Business

Maria Cornejo on Zero and Designing Things Her Way


At first, Sept. 11 seemed like the worst thing that could happen, but it turned out to be just the beginning.

“There were lots of hard moments,” Ms. Woroniecka said. “Obviously 2008. Barneys going bankrupt — that was 25 percent of our wholesale revenue. Covid was a big one.”

It wasn’t only Covid, either: Just before the pandemic, she and Mr. Borthwick, who had photographed all the Zero collections and worked out of their brownstone, separated after more than three decades together. Then, in short order, Ms.

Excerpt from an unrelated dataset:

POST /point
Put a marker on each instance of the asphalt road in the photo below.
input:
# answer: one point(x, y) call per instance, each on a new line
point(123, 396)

Cornejo moved, got Covid and then got breast cancer. (It was caught early, and she is now cancer free.) “Stuff happens all the time,” she said, “but this time all the stuff happened at once.”

When the pandemic hit, she said, “I thought ‘OK, we’re going out of business.’” Then she herself got the virus. “I was on my own,” she said. “New York was really scary, and you could hear the ambulances day and night.” She decided to stay home and nurse herself. “I’d rather be in my own bed than somewhere where people are panicking,” she said. “It was quite liberating to lose that fear.”

Through it all, she had her job. “When I was going through my divorce, my work was the one thing that kept me from falling apart,” she said. “I look at myself in the mirror now, and sometimes I don’t even recognize myself, but in my work I know who I am.”

(She and Mr. Borthwick recently collaborated for the first time since splitting up, on her 25th-anniversary book, which features her fan group as models — her son, Joey; Chloë Sevigny; Brooke Williams of the Resistance Revival Chorus; the 74-year-old photographer Francesca Sorrenti.)